El paseo estaba flanqueado por una larga hilera de centenarios chopos a los dos lados que adentraban las raíces en las cristalinas aguas del río, como para querer nutrirse a través de ellas, absorbiendo la vida que fluía a través de él.
Era realmente bonito pasear por esa preciosa chopera, me encantaba hacerlo siempre y en cualquier época del año, en verano por el frescor que proporcionaba del asfixiante calor castellano, pero cuando más me gustaba era a finales de noviembre en pleno otoño, entonces era cuando estaba realmente hermoso, en su esplendor; en esa época los chopos se vestían de hojas con la más amplia gama de colores, desde los verdes ..amarillos ..ocres …rojizos.

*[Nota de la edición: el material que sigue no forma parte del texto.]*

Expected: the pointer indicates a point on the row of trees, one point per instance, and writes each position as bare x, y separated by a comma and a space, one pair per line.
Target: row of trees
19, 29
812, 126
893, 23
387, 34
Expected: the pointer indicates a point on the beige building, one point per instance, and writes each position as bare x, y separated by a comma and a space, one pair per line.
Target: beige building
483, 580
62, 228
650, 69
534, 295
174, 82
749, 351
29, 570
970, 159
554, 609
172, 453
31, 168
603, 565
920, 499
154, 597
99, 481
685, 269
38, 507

Poder pasear y ver caer las hojas muertas de los árboles era algo mágico, poco a poco, una a una, o a pequeños golpes de aire que llenaban el paseo de un manto de hojas que parecían querer protegerlo de crudo invierno que ya se intuía.

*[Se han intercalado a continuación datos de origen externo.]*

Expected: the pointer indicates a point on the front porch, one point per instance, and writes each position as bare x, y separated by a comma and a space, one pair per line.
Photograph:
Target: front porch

Verlo así era todo un espectáculo. Me gustaba hundir los pies entre los montones de hojas que cubrían todo lo largo del paseo, caminar dando enormes zancadas levantando la hojarasca y oír el crepitar de las hojas al pisarlas.
Me hacía volver alegre otra vez a mi niñez y recordar como me sentía al acercarse el invierno, cuando los días se acortaban y las calles empezaban a sentir la soledad propia del otoño y incluso el olor de alguna chimenea que ya empezaba a humear recordándonos que debíamos volver a casa .
Asistíamos a una decadencia realmente hermosa en esos días de otoño.
Ahora desde mi madurez y debajo de aquellos centenarios chopos fui consciente de que yo misma también estaba como ellos en mi propio noviembre, en el otoño de mi vida y deseaba que al perder mis hojas pudiera hacerlo con la misma espléndida belleza y sutil elegancia con que lo hacían aquellos arboles.